Подобно многим своим сверстникам, Бодлер пережил революционный 1848‑й год – а он был на баррикадах и в феврале, и в дни июньского восстания парижских рабочих – как краткое опьянение радужными, хотя и весьма у него сбивчивыми, надеждами перестроить всю жизнь снизу доверху. Тем тягостнее было три года спустя, после декабря 1851‑го, душевное похмелье Бодлера на самом дне безнадежности, которая сопровождалась отречением от всяких граждански-политических порывов. В отличие от Гюго, Бодлер полагал, что государственный переворот был не просто делом кучки наглых и ловких насильников: «Глупцы те, кто думает, будто подобные вещи могут совершаться без позволения народа…». И потому ожесточенная неприязнь к мещанской Франции на калена у него до крайнего предела: «Современная шваль внушает мне ужас. Ваши либералы – ужас. Добродетели – ужас. Порок – ужас. Приглаженный стиль – ужас. Прогресс – ужас».

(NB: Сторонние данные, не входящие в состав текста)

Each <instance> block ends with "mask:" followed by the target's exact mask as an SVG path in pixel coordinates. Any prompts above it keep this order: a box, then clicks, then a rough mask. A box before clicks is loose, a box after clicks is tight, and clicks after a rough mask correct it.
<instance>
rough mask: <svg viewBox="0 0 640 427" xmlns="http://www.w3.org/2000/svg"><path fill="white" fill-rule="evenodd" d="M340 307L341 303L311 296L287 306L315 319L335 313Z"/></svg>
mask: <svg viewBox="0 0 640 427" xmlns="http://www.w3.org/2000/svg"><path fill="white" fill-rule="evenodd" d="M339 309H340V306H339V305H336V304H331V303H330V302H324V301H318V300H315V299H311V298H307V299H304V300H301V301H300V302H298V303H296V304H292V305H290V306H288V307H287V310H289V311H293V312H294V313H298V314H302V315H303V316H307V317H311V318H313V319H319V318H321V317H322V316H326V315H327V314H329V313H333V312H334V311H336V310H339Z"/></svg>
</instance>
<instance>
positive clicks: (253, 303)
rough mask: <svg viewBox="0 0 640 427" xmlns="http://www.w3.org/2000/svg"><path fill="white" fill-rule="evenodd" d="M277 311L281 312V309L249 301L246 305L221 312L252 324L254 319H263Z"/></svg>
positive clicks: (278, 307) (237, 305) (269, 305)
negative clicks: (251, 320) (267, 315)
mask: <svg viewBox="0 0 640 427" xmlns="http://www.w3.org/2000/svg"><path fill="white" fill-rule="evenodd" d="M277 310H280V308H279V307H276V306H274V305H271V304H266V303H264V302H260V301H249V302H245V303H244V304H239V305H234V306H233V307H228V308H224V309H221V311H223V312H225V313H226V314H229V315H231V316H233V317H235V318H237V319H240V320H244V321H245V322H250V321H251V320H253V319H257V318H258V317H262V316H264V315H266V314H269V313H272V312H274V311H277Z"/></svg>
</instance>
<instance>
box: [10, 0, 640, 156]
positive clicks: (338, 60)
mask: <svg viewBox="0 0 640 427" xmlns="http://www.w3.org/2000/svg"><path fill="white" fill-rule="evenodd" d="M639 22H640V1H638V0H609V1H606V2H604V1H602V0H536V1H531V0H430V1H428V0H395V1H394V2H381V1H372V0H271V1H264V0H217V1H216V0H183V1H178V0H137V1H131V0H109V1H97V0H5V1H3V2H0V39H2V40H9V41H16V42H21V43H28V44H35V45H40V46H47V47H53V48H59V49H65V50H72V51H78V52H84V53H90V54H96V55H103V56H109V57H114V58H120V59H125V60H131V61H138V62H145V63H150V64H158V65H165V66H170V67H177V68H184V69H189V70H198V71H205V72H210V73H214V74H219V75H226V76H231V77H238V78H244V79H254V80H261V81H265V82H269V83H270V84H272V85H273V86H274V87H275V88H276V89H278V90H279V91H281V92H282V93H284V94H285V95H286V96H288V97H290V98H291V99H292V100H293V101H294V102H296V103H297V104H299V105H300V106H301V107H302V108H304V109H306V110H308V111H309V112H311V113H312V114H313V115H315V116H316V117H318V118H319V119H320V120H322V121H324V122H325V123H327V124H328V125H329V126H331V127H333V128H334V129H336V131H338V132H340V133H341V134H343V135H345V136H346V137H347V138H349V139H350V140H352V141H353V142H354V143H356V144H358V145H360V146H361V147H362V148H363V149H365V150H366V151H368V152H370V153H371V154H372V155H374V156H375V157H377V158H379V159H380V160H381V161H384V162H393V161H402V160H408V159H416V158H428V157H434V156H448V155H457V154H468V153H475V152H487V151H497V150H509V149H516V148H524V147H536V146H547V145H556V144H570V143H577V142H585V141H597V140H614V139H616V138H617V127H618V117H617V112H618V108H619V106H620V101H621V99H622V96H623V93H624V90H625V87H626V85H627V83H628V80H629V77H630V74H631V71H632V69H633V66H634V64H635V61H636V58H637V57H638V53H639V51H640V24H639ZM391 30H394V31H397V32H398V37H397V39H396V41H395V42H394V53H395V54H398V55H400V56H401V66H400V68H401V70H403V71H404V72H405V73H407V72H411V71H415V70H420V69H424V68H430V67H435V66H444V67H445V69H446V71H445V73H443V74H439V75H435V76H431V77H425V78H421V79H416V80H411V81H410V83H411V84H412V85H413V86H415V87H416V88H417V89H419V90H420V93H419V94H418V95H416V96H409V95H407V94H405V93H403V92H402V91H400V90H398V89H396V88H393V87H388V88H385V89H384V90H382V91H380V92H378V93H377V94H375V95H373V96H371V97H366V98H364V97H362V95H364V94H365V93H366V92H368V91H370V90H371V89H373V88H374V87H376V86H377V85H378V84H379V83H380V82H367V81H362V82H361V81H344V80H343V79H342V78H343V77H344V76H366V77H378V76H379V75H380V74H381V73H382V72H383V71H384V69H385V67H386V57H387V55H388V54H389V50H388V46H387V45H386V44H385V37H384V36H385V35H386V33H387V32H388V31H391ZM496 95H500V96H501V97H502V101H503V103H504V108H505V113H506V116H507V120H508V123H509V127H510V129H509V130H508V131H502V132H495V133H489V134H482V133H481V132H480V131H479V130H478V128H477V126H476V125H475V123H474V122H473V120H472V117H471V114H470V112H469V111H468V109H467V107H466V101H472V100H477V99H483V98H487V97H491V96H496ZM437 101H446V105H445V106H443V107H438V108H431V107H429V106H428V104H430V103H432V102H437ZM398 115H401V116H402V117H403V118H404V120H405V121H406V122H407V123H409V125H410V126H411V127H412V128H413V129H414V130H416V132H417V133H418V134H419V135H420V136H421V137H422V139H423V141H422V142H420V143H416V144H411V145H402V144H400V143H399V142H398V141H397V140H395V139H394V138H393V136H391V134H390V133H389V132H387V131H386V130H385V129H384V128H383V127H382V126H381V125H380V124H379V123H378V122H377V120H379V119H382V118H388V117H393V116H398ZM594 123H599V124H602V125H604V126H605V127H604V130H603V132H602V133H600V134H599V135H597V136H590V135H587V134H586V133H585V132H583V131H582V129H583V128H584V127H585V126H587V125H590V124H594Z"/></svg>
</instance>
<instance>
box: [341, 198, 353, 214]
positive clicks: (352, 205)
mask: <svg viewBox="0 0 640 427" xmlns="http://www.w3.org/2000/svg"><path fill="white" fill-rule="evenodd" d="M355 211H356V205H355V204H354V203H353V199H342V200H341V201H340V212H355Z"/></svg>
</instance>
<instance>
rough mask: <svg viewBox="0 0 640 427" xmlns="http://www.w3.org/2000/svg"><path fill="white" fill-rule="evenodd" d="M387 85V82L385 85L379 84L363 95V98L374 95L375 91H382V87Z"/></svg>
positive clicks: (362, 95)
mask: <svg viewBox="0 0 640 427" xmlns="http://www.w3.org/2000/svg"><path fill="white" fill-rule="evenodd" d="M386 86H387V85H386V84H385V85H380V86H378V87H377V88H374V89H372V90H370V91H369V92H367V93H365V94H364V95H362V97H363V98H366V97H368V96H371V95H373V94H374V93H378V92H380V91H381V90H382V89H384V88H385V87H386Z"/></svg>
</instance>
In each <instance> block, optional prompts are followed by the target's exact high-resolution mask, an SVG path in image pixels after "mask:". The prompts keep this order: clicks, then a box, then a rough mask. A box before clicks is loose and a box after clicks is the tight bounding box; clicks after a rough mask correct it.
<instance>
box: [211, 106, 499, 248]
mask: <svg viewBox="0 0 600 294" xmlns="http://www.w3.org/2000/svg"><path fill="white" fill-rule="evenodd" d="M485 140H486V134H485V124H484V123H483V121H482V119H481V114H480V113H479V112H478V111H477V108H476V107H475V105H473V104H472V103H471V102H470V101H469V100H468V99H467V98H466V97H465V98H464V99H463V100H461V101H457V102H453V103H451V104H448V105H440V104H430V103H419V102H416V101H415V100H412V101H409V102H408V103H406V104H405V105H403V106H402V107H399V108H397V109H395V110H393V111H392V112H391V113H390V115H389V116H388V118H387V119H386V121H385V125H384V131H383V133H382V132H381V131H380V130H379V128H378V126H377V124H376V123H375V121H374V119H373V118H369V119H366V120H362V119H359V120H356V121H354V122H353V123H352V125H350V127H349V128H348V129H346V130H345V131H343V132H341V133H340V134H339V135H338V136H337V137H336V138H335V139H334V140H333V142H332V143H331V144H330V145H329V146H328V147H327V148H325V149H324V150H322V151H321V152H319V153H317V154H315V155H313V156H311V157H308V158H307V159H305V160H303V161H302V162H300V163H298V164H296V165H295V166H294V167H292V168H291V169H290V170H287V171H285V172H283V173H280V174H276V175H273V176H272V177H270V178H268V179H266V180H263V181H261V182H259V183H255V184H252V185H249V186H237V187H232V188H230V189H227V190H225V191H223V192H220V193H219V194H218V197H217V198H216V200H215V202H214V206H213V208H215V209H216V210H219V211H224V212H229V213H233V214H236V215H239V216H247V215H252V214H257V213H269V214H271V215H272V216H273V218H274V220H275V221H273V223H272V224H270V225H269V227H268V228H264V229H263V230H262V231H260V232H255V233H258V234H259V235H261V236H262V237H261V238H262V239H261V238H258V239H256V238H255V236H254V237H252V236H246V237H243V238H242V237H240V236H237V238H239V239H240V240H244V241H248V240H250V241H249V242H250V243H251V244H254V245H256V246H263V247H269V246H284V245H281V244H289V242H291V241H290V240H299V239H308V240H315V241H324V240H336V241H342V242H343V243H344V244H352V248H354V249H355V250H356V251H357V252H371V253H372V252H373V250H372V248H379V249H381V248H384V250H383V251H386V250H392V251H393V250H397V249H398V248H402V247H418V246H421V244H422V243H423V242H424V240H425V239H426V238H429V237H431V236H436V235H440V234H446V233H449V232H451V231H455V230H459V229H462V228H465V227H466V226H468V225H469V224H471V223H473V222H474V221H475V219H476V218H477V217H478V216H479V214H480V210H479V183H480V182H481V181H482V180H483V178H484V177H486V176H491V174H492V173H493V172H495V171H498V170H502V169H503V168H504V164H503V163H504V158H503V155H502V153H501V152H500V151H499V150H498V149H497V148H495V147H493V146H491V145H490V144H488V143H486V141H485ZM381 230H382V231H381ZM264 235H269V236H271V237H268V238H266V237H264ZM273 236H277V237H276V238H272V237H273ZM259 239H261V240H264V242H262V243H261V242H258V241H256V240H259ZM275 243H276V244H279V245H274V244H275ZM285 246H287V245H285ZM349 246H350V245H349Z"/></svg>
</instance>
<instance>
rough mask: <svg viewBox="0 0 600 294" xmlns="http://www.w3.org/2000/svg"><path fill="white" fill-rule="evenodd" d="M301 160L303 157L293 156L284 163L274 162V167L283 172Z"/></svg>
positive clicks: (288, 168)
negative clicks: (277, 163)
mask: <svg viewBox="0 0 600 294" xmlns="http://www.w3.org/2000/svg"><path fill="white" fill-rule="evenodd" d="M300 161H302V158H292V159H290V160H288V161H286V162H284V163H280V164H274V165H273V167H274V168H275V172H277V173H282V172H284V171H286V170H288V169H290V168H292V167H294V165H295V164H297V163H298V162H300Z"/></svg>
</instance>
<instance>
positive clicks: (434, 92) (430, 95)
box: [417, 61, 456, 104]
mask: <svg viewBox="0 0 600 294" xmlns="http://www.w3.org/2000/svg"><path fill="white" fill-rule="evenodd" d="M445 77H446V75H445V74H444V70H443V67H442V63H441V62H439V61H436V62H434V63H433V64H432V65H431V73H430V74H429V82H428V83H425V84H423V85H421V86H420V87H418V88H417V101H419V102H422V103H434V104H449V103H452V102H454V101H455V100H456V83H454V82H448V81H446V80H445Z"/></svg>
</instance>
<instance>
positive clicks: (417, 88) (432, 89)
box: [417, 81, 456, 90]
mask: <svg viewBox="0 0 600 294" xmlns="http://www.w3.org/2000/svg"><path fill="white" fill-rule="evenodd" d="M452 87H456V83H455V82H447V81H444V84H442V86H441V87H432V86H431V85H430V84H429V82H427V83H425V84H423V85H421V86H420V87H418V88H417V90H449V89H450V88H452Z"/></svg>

Скептический оползень вчерашних верований, так или иначе затронувший всех мыслящих наблюдателей тогдашних исторических превратностей – от Флобера и Гейне до Ренана и Герцена, в случае с Бодлером зашел так далеко, что рас шатал и подломил две философские опоры, на каких со времен Возрождения и просветительства покоилось в странах Запада всякое светское оптимистическое миросозерцание: доверие к изначально доброй природе человека и доверие к скрытой, но в конце концов как бы «разумной» и приязненной к нам целесообразности поступательного хода вещей на земле, который не сегодня так завтра все уладит к лучшему, даровав благоденствие. По Бодлеру – и здесь он как раз сродни Достоевскому «Записок из подполья» в его притяжениях-отталкиваниях с философией Канта, – оба эти сопряженные между собой допущения ума есть не что иное, как «выдумки нынешней философистики», не имеющие сколько-нибудь доказательных подтверждений. Напротив, для Бодлера растлевающий упадок окрест, когда духовность подмята корыстью, – опровержение просветительски-гегельянских учений о прогрессе не менее явное, чем колеблющая все руссоистские суждения о врожденной доброте людской жестокость первобытных нравов, облагороженных как раз над– или «сверхприродными» установлениями морали и культуры. Предрасположенность и воля к чистому, достойному, благому столь же изначальны у человека, как и податливость на вожделения порочные, злые, дремуче-темные. В себе самом эту расколотость, неустранимую двойственность Бодлер обнаруживал на каждом шагу и, не отличаясь в повседневной жизни крепостью христианской веры, искал, однако, поддержки своей философии личности в библейской легенде о «первородном грехе». «Есть в каждом человеке, – записывал он в дневнике “Мое обнаженное сердце[26], – одновременно два устремления, первое обращено к Богу, второе – к Сатане. Зов Бога, или духовность, – это жажда внутренне возвыситься, зов Сатаны, или животность, – это радость от собственного падения».